Engelsfors
- Cover of the first novel in the series (Swedish)
- The Circle Fire The Key
- Author: Mats Strandberg Sara Bergmark Elfgren
- Country: Sweden
- Language: Swedish
- Genre: Young adult fiction Urban fantasy Horror
- No. of books: 3

= Engelsfors =

Swedish young adult fantasy trilogy

Engelsfors is a Swedish young adult fantasy trilogy written by Mats Strandberg and Sara Bergmark Elfgren. All three novels in the series have been translated into English.

A Swedish film adaptation of the first book in the series, Cirkeln (English: The Circle), was released on February 18, 2015. There are plans to film adaptions of the second and third books if the first film is a commercial success.

==The Circle==

The Circle (Swedish: Cirkeln) is the first book in the Engelsfors trilogy. The novel takes place in a fictional rural town, Engelsfors, in central Sweden, and follows a group of teenage girls with little in common who discover that they are witches. The girls, known as the Chosen Ones, are destined to save the world from an approaching apocalypse caused by an otherworldly evil ("demons").

In addition to the fantasy theme, the novel also uses tropes of horror fiction, psychological realism and the unreliable narrator. The novel has been sold for publication in over twenty different languages, in addition to its native Swedish. Random House released the English translation in the U.K. on June 7, 2012, and in other English-speaking countries during the summer of 2012.

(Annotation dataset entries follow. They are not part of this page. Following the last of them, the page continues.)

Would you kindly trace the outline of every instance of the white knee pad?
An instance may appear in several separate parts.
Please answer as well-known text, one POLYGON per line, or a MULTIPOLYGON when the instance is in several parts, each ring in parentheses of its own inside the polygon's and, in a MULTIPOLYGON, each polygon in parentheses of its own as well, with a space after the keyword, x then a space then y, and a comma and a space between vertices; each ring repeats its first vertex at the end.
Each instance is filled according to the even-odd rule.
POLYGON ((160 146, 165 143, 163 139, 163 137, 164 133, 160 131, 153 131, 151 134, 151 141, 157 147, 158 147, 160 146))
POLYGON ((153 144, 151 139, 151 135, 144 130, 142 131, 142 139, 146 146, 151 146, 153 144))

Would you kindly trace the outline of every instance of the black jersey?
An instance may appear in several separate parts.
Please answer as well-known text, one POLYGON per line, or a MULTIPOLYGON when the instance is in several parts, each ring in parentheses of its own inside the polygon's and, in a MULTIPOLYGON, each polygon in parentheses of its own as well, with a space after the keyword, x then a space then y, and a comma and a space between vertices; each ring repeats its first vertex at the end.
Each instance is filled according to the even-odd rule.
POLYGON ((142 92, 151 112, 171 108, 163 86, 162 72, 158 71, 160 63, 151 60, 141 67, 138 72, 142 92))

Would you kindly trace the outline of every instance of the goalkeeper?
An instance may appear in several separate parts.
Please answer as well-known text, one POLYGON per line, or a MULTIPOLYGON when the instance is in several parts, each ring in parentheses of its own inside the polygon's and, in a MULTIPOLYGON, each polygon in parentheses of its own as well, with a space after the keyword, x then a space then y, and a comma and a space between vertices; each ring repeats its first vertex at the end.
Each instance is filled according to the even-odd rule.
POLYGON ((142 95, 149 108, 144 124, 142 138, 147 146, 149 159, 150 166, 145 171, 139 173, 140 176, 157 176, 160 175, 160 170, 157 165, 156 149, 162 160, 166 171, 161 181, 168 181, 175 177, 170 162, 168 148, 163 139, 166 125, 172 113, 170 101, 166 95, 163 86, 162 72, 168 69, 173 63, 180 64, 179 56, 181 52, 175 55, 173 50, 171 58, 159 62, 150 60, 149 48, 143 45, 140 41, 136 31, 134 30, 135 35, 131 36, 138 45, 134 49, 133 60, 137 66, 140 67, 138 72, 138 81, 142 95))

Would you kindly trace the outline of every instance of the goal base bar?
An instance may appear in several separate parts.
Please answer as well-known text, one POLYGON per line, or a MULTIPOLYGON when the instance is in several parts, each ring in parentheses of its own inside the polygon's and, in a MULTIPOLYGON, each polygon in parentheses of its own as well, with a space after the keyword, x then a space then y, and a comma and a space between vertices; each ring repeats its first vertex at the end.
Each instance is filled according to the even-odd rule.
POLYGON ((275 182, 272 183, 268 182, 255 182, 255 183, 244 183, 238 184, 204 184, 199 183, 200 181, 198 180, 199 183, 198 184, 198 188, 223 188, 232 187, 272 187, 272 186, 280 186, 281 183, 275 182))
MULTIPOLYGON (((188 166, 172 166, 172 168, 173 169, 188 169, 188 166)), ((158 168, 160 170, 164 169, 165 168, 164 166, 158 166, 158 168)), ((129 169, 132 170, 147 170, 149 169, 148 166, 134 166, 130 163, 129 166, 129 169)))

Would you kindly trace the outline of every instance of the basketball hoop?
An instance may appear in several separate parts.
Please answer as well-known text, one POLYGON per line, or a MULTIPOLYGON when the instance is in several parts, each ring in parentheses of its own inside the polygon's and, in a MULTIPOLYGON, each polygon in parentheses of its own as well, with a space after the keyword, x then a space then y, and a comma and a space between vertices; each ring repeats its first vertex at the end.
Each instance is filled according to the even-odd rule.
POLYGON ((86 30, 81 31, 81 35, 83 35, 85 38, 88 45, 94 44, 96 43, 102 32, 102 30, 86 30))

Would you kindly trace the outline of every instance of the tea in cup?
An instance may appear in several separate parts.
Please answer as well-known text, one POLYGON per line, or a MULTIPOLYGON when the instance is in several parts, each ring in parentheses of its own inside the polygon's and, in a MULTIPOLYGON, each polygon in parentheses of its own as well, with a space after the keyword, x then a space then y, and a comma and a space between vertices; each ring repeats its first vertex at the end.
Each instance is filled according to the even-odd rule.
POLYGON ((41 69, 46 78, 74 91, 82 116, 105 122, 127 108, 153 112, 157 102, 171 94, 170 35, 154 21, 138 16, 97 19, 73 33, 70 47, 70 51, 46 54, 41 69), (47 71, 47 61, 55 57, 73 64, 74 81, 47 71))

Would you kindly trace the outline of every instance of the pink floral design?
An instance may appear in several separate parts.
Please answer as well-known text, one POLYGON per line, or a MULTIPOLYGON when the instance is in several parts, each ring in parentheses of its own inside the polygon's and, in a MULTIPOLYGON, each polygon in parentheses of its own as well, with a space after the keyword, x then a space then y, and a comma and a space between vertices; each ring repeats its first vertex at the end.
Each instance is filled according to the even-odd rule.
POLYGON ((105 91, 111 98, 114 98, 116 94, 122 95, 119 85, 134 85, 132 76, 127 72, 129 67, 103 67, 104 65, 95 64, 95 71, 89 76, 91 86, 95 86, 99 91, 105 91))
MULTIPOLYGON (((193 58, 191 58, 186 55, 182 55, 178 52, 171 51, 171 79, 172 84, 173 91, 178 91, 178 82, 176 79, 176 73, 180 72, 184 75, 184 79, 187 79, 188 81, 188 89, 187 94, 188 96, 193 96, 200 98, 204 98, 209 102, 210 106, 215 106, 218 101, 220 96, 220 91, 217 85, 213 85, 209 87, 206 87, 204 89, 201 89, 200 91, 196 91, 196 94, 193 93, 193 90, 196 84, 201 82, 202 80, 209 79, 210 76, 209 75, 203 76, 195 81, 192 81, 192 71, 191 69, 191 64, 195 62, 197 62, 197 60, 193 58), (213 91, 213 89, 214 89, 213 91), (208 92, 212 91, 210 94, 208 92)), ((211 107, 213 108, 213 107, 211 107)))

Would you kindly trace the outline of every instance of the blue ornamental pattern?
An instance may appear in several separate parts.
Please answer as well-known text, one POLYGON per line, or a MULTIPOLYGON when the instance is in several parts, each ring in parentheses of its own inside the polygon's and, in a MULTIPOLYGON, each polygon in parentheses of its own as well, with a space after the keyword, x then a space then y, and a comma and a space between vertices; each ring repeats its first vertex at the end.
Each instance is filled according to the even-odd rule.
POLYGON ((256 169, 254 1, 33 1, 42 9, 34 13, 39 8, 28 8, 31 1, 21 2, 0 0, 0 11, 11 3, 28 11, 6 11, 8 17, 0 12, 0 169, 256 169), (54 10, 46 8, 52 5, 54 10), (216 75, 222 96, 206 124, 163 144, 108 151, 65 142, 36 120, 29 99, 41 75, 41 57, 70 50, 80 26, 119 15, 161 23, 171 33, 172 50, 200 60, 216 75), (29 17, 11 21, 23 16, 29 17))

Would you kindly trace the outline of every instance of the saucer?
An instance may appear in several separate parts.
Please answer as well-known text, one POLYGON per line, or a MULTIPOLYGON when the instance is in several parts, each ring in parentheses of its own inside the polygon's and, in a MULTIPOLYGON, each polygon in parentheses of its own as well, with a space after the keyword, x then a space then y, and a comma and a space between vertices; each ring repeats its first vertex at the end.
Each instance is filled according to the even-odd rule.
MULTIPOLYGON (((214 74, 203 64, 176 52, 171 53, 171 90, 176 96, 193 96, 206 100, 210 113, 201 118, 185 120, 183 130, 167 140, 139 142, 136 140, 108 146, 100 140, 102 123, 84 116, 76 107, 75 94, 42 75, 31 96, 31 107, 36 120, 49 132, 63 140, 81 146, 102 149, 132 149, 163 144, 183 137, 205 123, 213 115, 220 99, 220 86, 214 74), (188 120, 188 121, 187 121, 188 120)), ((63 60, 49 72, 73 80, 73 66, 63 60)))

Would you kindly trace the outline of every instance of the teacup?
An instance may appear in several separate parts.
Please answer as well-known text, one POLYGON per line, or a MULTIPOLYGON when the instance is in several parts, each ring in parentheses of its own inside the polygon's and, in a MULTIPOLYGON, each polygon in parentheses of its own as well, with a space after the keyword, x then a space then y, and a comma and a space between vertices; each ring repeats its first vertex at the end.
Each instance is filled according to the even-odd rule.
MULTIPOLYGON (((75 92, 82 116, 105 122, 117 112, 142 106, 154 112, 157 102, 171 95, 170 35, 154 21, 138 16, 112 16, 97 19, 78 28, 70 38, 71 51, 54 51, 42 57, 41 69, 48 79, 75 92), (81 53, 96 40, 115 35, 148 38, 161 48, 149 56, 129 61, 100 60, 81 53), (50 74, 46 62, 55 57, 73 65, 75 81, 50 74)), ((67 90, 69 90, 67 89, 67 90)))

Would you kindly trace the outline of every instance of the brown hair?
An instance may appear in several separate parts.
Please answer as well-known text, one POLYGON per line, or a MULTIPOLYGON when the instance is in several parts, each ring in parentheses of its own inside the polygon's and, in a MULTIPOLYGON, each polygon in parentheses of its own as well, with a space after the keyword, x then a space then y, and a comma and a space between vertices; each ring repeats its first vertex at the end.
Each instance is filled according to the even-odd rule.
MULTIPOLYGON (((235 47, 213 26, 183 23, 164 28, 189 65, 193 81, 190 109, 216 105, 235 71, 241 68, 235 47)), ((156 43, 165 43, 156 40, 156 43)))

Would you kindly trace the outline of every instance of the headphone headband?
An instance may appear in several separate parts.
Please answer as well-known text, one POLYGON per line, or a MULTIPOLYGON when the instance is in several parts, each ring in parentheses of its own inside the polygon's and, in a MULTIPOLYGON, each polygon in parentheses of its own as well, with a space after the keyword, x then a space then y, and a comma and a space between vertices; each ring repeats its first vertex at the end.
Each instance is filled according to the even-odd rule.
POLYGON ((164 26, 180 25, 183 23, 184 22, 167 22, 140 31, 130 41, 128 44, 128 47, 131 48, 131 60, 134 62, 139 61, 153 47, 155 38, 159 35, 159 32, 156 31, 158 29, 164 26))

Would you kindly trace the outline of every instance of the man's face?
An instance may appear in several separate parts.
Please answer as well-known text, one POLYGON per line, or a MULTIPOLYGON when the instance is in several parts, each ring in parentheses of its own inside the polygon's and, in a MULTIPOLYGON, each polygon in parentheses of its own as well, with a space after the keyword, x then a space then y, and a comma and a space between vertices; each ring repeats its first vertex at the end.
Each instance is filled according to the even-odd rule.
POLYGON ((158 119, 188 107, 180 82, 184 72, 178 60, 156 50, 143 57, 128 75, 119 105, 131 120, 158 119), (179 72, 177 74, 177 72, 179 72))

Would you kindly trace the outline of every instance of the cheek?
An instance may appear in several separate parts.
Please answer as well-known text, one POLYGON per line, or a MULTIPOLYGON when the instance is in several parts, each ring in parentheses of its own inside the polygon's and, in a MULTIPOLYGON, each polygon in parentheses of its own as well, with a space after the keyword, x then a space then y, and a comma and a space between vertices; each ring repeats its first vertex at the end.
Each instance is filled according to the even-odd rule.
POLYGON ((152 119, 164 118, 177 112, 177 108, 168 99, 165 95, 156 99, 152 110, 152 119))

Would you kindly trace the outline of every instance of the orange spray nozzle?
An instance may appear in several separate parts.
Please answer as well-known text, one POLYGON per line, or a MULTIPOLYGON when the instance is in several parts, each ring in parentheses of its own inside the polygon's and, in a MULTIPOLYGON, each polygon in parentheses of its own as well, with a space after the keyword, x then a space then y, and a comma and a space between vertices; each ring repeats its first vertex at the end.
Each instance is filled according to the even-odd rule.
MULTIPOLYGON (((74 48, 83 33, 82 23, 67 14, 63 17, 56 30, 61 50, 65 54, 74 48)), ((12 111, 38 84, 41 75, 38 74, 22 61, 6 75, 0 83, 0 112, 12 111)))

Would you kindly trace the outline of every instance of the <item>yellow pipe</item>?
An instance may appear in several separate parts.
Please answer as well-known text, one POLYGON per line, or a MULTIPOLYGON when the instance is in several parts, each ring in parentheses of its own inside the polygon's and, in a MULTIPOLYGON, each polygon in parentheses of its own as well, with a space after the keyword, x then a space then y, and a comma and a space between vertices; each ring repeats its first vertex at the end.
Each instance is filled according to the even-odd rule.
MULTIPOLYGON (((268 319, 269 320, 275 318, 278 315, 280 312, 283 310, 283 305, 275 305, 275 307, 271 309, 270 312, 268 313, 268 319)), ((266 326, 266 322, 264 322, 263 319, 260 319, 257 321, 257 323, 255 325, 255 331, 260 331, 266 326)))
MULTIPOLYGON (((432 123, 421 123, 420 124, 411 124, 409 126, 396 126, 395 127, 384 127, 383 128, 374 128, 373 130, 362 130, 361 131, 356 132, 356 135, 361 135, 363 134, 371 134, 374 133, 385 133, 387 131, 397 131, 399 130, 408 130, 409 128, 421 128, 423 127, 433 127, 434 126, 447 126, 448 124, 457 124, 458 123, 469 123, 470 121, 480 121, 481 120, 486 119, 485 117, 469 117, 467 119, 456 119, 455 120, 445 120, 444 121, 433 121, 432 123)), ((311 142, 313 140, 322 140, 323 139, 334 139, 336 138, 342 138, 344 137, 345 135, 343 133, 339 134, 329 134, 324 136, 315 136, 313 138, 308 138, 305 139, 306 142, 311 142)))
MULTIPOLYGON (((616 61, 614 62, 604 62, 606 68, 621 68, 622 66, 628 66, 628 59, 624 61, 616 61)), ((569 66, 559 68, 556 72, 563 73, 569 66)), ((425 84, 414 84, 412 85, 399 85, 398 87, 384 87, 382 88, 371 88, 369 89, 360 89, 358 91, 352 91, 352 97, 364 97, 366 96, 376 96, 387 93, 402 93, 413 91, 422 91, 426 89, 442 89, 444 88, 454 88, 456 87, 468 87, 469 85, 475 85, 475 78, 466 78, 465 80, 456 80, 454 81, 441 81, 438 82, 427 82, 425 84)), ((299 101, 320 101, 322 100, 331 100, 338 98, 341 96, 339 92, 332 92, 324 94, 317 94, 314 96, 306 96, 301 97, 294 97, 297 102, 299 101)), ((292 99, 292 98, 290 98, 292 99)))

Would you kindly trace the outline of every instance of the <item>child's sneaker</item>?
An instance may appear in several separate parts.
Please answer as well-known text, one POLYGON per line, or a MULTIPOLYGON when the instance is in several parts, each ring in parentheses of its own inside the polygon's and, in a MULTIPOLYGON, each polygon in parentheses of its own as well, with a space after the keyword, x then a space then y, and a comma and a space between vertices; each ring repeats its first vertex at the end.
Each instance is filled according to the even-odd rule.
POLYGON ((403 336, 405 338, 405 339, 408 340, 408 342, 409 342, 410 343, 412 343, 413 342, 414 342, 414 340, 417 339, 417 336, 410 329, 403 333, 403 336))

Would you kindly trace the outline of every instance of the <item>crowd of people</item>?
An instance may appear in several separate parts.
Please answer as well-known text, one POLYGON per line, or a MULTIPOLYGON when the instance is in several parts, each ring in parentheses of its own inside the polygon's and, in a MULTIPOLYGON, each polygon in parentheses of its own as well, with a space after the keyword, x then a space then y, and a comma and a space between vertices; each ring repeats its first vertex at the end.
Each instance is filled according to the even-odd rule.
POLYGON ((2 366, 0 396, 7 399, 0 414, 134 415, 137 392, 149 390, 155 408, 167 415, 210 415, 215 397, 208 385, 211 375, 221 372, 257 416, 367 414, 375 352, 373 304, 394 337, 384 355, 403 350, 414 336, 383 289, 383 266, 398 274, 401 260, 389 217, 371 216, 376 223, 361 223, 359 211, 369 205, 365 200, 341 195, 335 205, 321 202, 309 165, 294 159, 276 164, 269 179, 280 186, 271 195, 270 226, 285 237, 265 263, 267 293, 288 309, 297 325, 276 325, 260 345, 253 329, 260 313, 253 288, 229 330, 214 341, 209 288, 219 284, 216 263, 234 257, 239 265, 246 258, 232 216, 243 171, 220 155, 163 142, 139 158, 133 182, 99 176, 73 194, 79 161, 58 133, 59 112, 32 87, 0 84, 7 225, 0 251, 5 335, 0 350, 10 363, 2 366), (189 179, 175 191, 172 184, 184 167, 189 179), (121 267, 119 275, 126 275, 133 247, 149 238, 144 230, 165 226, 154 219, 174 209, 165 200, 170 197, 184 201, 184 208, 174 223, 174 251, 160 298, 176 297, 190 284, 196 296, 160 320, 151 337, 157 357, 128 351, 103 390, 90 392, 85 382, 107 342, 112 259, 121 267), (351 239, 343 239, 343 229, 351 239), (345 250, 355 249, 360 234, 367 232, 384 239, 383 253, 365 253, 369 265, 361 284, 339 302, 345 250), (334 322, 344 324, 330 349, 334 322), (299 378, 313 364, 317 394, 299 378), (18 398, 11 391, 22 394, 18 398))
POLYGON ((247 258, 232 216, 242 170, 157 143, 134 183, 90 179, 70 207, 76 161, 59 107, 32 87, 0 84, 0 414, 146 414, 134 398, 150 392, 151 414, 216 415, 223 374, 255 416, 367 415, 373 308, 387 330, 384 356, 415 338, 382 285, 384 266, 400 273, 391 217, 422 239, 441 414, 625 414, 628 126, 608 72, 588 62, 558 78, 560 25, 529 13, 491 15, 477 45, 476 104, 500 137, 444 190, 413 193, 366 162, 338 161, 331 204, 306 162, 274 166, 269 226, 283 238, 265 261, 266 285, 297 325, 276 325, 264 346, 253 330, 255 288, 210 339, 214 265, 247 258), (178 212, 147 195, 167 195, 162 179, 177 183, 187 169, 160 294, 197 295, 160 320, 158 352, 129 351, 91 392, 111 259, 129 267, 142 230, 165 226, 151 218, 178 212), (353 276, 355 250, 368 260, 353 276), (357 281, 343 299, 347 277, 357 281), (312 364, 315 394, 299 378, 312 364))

The novel won Bokbloggarnas litteraturpris which is awarded by major Swedish book bloggers, as well as Bokjuryn, where over 30,000 Swedish children and young adults vote for their favorite books. It was nominated for the August Prize youth award in 2011.

==Fire==

Fire takes place about 10 weeks after the events of the first novel. It follows the same fantasy like the first and further develops themes of horror fiction, psychological realism and an unreliable narrator(s). The plot also makes analogies to the effects of global warming on Sweden's subarctic climate and the group behaviour dynamics of political, religious and ideological extremist groups.

==The Key==

The final part in the series was published in English in the United States in October 2015. The novel concludes the story of the Chosen Ones.